Due diverse aggressione ai danni di agenti di Polizia penitenziaria si sono verificate ieri all’interno della casa circondariale di Siracusa.
Lo denuncia l’ Organizzazione sindacale autonoma Polizia penitenziaria che parla di situazione fuori controllo.
In mattinata un sovrintendente di Polizia penitenziaria durante il normale svolgimento del servizio è stato colpito violentemente con un pugno in pieno volto, senza alcuna provocazione.
La situazione è precipitata ulteriormente nel tardo pomeriggio quando un gruppo di reclusi si è categoricamente rifiutato di fare rientro nelle proprie celle all’orario previsto per la chiusura serale.
Quando l’agente di servizio ha tentato fermamente di ripristinare l’ordine e procedere alla chiusura delle camere detentive, un detenuto lo ha aggredito brutalmente, sferrandogli un improvviso e ben assestato pugno all’occhio sinistro.
Il poliziotto, ferito, ha ricevuto i primi interventi medici d’urgenza all’infermeria dell’istituto. Constatata la gravità del trauma visivo riportato all’occhio sinistro, i sanitari hanno richiesto l’intervento immediato del 118, che ha trasportato l’agente d’urgenza al Pronto soccorso cittadino.
“Due gravissime aggressioni nello stesso giorno, a distanza di poche ore e con le stesse brutali modalità, non sono una coincidenza: sono la prova che lo stato ha perso il controllo della casa circondariale di Siracusa. – dicono Giuseppe Argentino, segretario provinciale dell’Osapp ed il rappresentante locale al carcere di Siracusa Gianluca Sommariva-
Un sovrintendente preso a pugni in faccia la mattina e un agente colpito gravemente all’occhio sinistro con un altro pugno la sera rappresentano un punto di non ritorno. Il personale di Polizia penitenziaria è ridotto a carne da macello, abbandonato in prima linea a fronteggiare una popolazione detenuta che agisce nella totale convinzione di restare impunita.
Abbiamo chiesto più volte, e torniamo a farlo con forza oggi, che per questi detenuti violenti il Dap istituisca dei circuiti penitenziari specifici.

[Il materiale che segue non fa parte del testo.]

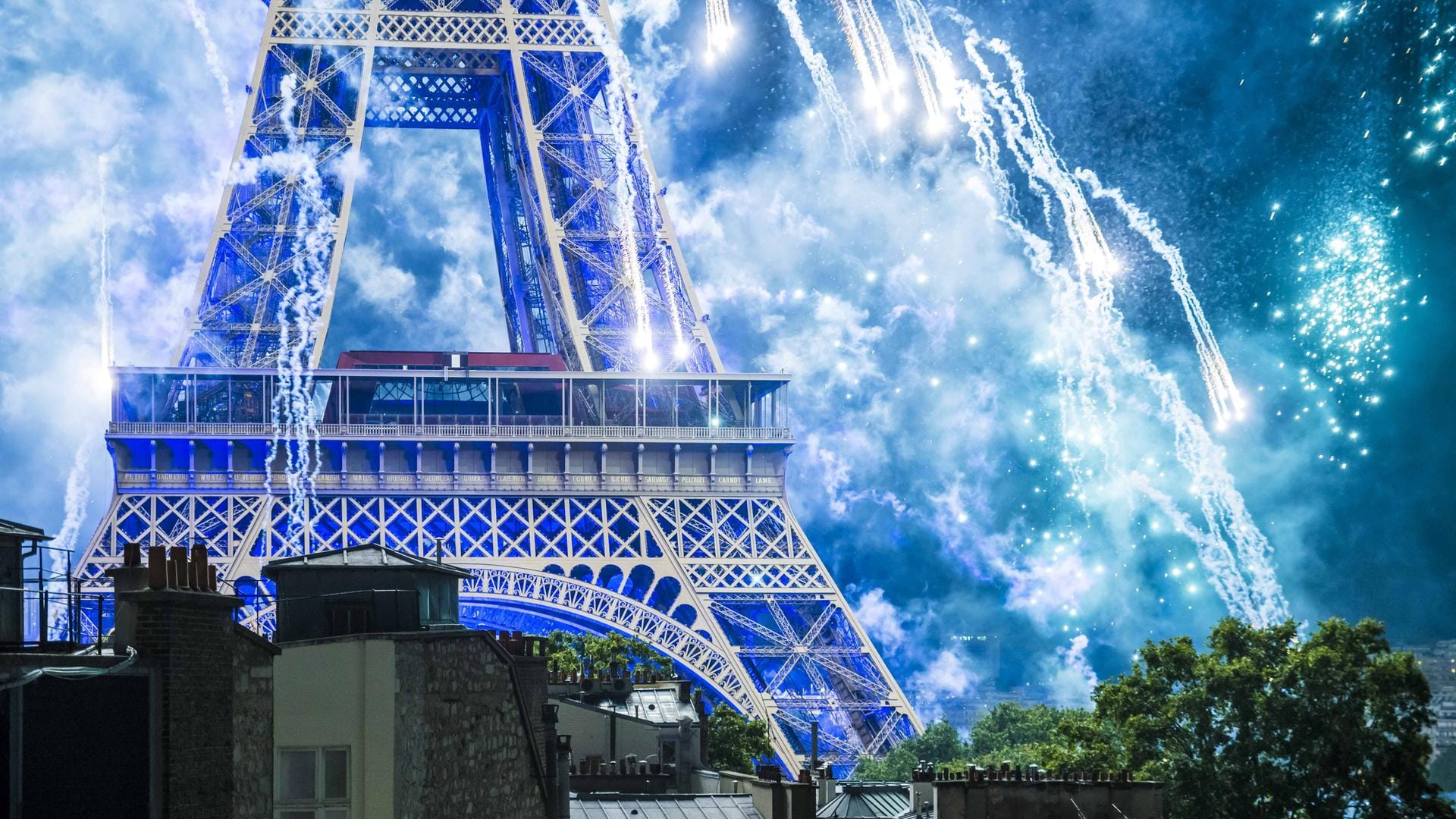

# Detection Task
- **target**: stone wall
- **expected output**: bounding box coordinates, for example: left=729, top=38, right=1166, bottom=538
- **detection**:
left=233, top=625, right=278, bottom=819
left=131, top=588, right=247, bottom=819
left=394, top=631, right=548, bottom=819
left=935, top=778, right=1163, bottom=819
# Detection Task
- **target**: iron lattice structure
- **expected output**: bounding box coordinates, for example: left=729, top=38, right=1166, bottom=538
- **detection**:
left=79, top=0, right=920, bottom=773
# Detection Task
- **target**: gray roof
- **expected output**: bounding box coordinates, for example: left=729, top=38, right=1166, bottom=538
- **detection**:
left=585, top=683, right=698, bottom=726
left=0, top=517, right=51, bottom=541
left=571, top=792, right=763, bottom=819
left=264, top=544, right=470, bottom=577
left=814, top=781, right=910, bottom=819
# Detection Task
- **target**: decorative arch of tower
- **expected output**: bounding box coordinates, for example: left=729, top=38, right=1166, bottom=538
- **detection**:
left=79, top=0, right=920, bottom=770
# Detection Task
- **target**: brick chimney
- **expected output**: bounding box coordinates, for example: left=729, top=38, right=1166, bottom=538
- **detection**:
left=111, top=544, right=277, bottom=819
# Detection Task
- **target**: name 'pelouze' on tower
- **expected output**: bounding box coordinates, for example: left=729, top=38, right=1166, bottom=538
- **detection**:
left=80, top=0, right=920, bottom=767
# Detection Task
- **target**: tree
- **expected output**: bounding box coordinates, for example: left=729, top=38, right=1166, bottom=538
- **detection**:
left=1431, top=748, right=1456, bottom=792
left=708, top=704, right=774, bottom=774
left=1094, top=618, right=1456, bottom=819
left=968, top=702, right=1070, bottom=768
left=546, top=631, right=674, bottom=676
left=853, top=720, right=971, bottom=783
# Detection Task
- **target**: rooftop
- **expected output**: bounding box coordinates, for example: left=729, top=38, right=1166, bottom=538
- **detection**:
left=571, top=792, right=761, bottom=819
left=814, top=781, right=910, bottom=819
left=0, top=517, right=51, bottom=541
left=264, top=544, right=470, bottom=579
left=560, top=682, right=698, bottom=724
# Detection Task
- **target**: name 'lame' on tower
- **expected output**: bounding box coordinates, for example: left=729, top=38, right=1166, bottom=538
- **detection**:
left=71, top=0, right=920, bottom=767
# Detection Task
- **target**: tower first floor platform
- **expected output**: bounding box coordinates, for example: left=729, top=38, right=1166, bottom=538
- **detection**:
left=79, top=362, right=920, bottom=773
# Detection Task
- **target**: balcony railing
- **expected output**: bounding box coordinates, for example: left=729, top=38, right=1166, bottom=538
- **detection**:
left=111, top=367, right=788, bottom=440
left=117, top=469, right=783, bottom=495
left=106, top=417, right=793, bottom=441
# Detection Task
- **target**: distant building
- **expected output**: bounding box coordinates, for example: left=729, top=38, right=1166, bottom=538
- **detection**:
left=1396, top=640, right=1456, bottom=756
left=814, top=781, right=912, bottom=819
left=904, top=765, right=1163, bottom=819
left=0, top=519, right=51, bottom=647
left=264, top=547, right=559, bottom=819
left=0, top=544, right=278, bottom=819
left=548, top=669, right=708, bottom=792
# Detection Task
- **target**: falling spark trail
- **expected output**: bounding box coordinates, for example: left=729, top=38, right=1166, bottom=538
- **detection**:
left=896, top=0, right=956, bottom=134
left=834, top=0, right=904, bottom=128
left=850, top=0, right=902, bottom=114
left=961, top=28, right=1288, bottom=625
left=579, top=2, right=664, bottom=362
left=182, top=0, right=236, bottom=125
left=703, top=0, right=734, bottom=63
left=777, top=0, right=864, bottom=160
left=262, top=74, right=334, bottom=552
left=861, top=0, right=1288, bottom=623
left=96, top=155, right=117, bottom=367
left=834, top=0, right=883, bottom=109
left=1076, top=168, right=1245, bottom=424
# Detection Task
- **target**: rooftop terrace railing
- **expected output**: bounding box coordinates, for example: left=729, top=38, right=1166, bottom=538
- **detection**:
left=111, top=367, right=789, bottom=440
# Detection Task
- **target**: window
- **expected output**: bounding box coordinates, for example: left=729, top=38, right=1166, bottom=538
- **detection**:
left=277, top=748, right=350, bottom=819
left=326, top=604, right=369, bottom=637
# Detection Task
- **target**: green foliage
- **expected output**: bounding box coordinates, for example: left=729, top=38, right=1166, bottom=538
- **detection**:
left=708, top=704, right=774, bottom=774
left=546, top=631, right=673, bottom=676
left=855, top=620, right=1456, bottom=819
left=1431, top=748, right=1456, bottom=792
left=1094, top=620, right=1456, bottom=819
left=853, top=720, right=971, bottom=783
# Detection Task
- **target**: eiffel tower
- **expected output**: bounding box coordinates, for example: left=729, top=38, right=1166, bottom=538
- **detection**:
left=79, top=0, right=921, bottom=773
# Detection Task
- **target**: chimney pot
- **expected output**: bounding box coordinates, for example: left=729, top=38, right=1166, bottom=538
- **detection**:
left=147, top=547, right=168, bottom=588
left=168, top=547, right=187, bottom=588
left=191, top=544, right=209, bottom=592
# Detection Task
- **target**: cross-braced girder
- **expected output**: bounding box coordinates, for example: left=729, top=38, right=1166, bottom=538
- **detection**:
left=79, top=491, right=916, bottom=767
left=79, top=0, right=919, bottom=773
left=179, top=0, right=719, bottom=372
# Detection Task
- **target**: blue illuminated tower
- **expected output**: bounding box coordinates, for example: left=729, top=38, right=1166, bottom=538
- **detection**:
left=71, top=0, right=920, bottom=767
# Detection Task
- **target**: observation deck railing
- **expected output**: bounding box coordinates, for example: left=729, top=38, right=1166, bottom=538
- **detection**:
left=117, top=469, right=783, bottom=495
left=109, top=367, right=792, bottom=441
left=106, top=417, right=793, bottom=443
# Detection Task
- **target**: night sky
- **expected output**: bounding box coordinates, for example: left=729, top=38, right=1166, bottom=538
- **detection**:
left=0, top=0, right=1456, bottom=714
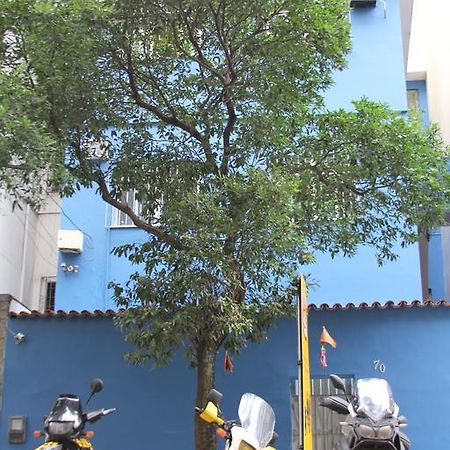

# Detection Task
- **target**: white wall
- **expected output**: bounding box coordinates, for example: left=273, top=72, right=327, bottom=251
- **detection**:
left=0, top=193, right=60, bottom=309
left=407, top=0, right=450, bottom=300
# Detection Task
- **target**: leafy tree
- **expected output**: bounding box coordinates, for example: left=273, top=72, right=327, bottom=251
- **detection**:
left=0, top=0, right=449, bottom=450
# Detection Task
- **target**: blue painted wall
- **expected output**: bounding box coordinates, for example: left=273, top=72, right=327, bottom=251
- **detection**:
left=0, top=307, right=450, bottom=450
left=325, top=0, right=406, bottom=111
left=56, top=0, right=421, bottom=310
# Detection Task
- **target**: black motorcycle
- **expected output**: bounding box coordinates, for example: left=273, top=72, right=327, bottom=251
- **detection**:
left=33, top=378, right=116, bottom=450
left=319, top=375, right=411, bottom=450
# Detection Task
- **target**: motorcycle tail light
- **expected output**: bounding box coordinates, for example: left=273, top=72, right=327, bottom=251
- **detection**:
left=357, top=425, right=375, bottom=439
left=238, top=441, right=256, bottom=450
left=377, top=425, right=394, bottom=439
left=216, top=428, right=227, bottom=439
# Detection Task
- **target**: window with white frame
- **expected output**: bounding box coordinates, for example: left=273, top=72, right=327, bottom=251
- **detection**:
left=111, top=189, right=142, bottom=227
left=111, top=189, right=162, bottom=227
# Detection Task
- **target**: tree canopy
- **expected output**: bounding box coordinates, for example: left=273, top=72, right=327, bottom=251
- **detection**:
left=0, top=0, right=449, bottom=450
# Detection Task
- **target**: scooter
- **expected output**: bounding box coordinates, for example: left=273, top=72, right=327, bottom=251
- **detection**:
left=195, top=389, right=277, bottom=450
left=33, top=378, right=116, bottom=450
left=319, top=375, right=411, bottom=450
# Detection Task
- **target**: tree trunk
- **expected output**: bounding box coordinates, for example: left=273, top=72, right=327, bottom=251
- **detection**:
left=194, top=341, right=217, bottom=450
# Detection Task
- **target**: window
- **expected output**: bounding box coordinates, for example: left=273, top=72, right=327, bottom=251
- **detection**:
left=406, top=89, right=420, bottom=111
left=111, top=189, right=162, bottom=227
left=291, top=377, right=354, bottom=450
left=111, top=189, right=142, bottom=227
left=40, top=277, right=56, bottom=311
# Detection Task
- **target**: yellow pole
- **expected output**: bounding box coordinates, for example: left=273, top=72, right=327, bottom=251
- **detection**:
left=297, top=275, right=313, bottom=450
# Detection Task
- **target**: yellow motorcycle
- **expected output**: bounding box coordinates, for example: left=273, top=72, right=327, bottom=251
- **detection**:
left=195, top=389, right=278, bottom=450
left=33, top=378, right=116, bottom=450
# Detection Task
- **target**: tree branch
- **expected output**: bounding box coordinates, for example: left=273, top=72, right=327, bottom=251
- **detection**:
left=95, top=173, right=185, bottom=250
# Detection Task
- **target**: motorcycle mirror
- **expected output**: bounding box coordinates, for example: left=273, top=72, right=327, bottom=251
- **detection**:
left=206, top=389, right=223, bottom=407
left=91, top=378, right=103, bottom=394
left=267, top=431, right=278, bottom=447
left=398, top=416, right=408, bottom=426
left=86, top=378, right=103, bottom=405
left=330, top=374, right=347, bottom=393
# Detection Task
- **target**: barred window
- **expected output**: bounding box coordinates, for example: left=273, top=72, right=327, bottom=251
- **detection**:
left=291, top=376, right=354, bottom=450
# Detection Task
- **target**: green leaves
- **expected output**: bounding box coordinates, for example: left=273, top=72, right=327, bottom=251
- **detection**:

Non è più tollerabile che soggetti ad altissima pericolosità sociale e propensione all’aggressione continuino a essere gestiti nei circuiti ordinari, minando l’incolumità fisica dei poliziotti e la sicurezza interna delle strutture.
Non possiamo più accettare che la vita degli agenti sia messa a rischio ogni singolo giorno per, il sovraffollamento e la mancanza di fermezza istituzionale” – conclude la nota dell’Osapp che esprime totale solidarietà e vicinanza ai colleghi feriti, chiede l’intervento immediato del prefetto, dei vertici del Dap e del ministro della Giustizia con il trasferimento immediato dei
detenuti violenti e la creazione di sezioni dedicate e tutele reali per chi indossa una divisa.